1. Why exactly are you so mad at GCC's optimizer and constantly belittle its capacities ? Did a GCC developer working on the optimizer destroy your hometown and salt the earth or something ? I also don't get why you put "optimizer" between quotes like that - is this supposed to imply calling GCC's optimizer as such is some insult to some hypothetical better optimizer ? (note: I say hypothetical because I haven't seen any optimizer that would be so much better than GCC's as to make it seem insultingly bad compared to it - Clang is comparable to GCC in its capacities but you also appear to hate it, given what I've seen elsewhere, and I'd expect other compilers like ICC and MSVC to be the ones that would be the butt of the joke here, given how poor they are compared to GCC and Clang...)

2. Are you aware that these emails are not only pretty useless, but potentially actively counterproductive ? I'd personally expect GCC developers, who are rightfully not particularly happy at the thought of having to constantly suffer your belittling emails, to at best actively ignore them - but even worse from what I presume would be your POV (that of someone who wants GCC's optimizer to improve), this constant spam might give rise to what would be a pretty reasonable response: to be biased against any proposed improvement that comes from or derives from your emails.

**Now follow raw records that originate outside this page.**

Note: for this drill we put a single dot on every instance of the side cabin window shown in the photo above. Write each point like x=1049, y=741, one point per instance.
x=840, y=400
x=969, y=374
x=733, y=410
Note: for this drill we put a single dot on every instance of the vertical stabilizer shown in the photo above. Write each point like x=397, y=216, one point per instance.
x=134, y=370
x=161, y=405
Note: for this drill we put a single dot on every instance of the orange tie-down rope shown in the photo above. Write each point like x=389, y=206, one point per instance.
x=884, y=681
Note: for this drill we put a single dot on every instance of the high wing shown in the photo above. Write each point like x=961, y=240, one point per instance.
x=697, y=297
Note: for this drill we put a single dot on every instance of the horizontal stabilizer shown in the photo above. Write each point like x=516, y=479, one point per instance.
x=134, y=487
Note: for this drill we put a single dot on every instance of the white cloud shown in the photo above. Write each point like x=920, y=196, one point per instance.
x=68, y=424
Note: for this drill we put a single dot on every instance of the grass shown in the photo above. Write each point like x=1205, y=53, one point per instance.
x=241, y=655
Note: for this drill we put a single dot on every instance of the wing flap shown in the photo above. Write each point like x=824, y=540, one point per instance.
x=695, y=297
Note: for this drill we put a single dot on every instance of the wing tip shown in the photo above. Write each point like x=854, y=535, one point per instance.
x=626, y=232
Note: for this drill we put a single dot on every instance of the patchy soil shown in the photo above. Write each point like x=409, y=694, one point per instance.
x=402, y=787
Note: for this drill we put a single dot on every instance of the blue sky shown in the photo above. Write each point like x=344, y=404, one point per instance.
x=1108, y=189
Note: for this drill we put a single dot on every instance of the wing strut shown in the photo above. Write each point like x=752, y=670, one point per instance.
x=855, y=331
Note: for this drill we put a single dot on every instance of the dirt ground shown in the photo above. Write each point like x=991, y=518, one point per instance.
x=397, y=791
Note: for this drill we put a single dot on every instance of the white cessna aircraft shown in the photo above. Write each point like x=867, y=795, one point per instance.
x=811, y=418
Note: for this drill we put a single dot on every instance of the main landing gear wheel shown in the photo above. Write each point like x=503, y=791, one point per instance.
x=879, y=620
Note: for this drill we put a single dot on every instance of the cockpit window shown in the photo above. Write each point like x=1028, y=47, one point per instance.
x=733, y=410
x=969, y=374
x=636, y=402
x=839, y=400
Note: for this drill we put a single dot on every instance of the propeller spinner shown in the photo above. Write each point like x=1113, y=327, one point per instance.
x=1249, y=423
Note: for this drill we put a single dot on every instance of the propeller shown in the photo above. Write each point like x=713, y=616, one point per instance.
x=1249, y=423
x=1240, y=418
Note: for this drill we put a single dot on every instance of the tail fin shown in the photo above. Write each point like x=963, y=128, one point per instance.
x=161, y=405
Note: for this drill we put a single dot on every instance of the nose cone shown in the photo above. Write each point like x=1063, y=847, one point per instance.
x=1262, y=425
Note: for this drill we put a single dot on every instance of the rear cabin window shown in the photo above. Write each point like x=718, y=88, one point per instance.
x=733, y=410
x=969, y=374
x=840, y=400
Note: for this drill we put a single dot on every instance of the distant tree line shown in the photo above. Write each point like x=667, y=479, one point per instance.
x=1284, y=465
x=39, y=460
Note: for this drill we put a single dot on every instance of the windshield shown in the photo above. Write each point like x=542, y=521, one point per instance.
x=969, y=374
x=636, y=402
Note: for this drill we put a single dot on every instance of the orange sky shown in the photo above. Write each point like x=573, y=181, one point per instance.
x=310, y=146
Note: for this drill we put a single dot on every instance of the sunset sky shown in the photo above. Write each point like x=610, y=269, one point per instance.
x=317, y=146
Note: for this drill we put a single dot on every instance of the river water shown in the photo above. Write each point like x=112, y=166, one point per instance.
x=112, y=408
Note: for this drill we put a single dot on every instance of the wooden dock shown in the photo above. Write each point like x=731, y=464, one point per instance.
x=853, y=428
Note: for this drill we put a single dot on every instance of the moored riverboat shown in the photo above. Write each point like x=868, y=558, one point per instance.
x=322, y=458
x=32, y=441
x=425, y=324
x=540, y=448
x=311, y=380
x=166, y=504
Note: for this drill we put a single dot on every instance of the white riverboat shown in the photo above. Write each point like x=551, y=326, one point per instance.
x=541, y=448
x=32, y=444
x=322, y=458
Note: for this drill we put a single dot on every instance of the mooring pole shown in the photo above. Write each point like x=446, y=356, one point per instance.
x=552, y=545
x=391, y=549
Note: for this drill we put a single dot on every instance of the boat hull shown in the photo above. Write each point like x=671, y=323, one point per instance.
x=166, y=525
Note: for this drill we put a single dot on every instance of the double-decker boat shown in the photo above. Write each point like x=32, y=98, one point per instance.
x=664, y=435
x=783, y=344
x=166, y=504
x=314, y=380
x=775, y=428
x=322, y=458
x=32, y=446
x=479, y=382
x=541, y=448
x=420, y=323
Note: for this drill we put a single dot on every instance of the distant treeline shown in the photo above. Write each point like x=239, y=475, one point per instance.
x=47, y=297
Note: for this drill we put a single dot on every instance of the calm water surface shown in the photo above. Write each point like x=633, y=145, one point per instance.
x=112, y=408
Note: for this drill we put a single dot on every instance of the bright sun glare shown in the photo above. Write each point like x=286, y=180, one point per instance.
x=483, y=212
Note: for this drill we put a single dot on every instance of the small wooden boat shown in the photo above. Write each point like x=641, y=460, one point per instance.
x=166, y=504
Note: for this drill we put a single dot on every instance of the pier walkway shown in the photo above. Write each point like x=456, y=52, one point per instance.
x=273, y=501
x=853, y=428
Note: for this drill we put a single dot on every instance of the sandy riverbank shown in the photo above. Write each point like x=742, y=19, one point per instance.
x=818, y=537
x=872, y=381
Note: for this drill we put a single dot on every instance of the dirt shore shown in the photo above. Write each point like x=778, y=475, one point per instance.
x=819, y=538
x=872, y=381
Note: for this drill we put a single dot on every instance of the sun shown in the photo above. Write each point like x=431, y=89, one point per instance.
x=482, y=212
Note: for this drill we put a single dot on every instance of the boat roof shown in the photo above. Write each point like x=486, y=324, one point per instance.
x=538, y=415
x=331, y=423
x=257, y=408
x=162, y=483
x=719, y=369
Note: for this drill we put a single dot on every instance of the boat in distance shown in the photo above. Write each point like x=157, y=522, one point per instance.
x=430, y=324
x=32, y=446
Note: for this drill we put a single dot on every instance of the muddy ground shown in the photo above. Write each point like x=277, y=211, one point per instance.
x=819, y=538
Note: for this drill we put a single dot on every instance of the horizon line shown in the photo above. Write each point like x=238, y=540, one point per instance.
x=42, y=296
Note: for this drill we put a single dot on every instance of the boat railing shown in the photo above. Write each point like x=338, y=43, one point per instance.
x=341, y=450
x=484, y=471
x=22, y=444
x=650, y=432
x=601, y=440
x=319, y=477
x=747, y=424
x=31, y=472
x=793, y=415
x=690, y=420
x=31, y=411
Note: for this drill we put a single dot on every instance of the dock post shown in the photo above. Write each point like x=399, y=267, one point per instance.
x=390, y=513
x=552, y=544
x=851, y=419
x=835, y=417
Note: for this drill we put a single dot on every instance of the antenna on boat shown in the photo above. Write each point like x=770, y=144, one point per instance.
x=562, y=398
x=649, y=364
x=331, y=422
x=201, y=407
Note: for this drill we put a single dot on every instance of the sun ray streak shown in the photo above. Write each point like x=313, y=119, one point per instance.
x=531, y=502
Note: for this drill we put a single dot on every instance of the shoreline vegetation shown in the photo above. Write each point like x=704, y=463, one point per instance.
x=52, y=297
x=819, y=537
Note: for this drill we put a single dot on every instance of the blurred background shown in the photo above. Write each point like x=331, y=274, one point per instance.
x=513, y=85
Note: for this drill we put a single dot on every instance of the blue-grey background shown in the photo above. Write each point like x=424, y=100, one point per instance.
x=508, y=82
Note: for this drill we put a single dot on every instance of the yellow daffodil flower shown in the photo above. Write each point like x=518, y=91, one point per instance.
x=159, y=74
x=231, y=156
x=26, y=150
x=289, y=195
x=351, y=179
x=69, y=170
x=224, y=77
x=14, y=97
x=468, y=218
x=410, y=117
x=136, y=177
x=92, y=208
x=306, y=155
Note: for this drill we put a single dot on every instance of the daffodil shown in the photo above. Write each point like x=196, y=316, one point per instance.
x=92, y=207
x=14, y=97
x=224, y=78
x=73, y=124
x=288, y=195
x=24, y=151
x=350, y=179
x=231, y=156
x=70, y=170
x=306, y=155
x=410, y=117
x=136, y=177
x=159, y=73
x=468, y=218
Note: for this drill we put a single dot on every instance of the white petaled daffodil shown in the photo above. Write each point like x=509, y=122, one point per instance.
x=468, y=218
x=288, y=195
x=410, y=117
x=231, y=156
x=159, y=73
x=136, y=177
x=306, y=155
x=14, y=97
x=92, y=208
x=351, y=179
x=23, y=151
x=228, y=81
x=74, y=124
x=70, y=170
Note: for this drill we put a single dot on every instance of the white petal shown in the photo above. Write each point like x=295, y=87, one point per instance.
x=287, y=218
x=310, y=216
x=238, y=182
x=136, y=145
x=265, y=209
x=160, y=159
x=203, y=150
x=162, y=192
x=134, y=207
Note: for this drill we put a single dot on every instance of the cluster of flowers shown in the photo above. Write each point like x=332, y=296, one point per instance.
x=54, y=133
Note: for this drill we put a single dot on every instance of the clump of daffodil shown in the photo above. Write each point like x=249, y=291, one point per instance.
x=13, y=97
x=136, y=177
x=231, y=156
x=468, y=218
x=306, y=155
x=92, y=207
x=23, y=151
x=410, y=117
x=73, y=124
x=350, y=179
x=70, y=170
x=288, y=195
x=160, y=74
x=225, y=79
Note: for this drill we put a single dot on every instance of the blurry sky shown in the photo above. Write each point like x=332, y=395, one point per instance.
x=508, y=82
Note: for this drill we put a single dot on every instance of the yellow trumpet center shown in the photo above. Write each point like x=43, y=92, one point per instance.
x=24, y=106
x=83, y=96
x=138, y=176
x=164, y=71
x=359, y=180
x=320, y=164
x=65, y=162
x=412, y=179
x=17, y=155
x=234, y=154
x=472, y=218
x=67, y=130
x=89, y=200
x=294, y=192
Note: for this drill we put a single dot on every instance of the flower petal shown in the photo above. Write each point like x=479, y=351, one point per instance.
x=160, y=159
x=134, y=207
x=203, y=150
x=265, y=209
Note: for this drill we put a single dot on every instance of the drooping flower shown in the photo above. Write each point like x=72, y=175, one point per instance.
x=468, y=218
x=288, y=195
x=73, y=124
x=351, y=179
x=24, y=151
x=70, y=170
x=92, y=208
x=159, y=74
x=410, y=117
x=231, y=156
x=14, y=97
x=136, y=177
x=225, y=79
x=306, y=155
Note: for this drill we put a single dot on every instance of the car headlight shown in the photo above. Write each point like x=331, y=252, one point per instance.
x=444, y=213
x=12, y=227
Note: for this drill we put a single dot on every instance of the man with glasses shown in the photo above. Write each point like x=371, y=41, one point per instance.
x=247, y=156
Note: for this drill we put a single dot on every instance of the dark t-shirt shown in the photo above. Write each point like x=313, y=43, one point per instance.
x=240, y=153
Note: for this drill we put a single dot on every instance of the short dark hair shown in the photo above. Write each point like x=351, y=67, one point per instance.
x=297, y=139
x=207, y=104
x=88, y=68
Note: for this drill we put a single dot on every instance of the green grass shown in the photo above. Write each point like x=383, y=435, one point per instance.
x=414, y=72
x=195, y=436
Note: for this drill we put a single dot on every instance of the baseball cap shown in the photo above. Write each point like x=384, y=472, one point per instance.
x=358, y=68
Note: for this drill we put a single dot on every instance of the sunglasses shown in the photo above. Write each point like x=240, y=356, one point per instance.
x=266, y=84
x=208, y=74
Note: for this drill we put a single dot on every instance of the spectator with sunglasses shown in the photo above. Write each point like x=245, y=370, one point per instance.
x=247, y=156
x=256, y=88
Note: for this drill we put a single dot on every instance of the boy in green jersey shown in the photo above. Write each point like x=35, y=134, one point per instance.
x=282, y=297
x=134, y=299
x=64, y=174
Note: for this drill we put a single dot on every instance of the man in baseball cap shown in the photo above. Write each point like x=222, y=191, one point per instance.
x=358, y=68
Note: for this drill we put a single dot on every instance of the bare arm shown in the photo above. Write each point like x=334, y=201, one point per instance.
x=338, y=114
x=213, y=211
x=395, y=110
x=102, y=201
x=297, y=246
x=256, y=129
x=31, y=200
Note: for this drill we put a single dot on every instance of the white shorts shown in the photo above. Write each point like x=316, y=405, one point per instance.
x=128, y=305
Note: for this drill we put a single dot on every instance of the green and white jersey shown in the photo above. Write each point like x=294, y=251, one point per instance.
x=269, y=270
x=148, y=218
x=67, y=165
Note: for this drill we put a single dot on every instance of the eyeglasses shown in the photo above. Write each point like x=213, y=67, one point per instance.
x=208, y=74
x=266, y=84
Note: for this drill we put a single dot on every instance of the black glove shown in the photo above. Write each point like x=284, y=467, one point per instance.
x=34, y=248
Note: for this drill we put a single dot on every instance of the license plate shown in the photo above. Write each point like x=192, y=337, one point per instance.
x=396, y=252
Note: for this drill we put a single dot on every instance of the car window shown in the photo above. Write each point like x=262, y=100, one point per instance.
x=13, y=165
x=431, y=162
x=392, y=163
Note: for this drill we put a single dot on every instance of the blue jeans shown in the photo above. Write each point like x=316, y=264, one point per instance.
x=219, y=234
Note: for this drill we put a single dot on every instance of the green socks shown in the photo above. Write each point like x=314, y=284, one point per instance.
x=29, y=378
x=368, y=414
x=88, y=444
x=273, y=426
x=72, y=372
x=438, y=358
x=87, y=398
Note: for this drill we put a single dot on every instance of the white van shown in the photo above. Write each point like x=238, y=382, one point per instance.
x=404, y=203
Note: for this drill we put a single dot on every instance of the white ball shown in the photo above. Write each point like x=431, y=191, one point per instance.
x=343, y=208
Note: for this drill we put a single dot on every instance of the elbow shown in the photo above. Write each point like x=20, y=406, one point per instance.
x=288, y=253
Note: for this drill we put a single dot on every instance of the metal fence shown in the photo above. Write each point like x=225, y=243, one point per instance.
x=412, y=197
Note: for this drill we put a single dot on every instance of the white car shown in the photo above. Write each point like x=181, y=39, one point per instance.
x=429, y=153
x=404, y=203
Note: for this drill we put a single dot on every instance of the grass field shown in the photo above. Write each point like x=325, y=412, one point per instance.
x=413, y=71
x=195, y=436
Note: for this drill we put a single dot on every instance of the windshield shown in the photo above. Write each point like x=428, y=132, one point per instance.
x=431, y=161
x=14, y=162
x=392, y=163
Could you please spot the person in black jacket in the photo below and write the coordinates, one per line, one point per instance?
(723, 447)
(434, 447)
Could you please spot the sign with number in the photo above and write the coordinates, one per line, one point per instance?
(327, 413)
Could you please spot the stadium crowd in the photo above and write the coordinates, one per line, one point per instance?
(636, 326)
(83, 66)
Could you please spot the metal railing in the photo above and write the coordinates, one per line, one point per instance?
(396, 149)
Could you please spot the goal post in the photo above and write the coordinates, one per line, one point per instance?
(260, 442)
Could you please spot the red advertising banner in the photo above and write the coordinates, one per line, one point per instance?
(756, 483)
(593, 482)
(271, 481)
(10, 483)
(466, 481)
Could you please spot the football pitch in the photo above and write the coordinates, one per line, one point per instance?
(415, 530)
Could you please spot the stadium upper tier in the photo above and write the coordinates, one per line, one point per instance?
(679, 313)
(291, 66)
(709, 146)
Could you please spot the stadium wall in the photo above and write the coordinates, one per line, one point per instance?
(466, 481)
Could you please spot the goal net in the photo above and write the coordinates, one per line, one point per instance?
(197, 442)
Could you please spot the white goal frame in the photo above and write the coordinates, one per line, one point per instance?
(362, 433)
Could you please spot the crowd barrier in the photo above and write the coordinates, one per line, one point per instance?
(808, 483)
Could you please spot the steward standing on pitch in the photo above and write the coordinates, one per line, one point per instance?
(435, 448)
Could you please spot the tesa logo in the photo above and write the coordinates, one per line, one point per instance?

Arguably, to not be biased against them would encourage you to keep sending more emails, which people do not want as of now.


PS: I hope you understand that I'm being somewhat generous when assuming you genuinely want to get GCC's optimizer to improve, and are simply failing to work effectively towards this goal. Someone else might instead think you're just a troll that uses this as a pretext to send inflammatory emails everywhere and waste the time of people like me.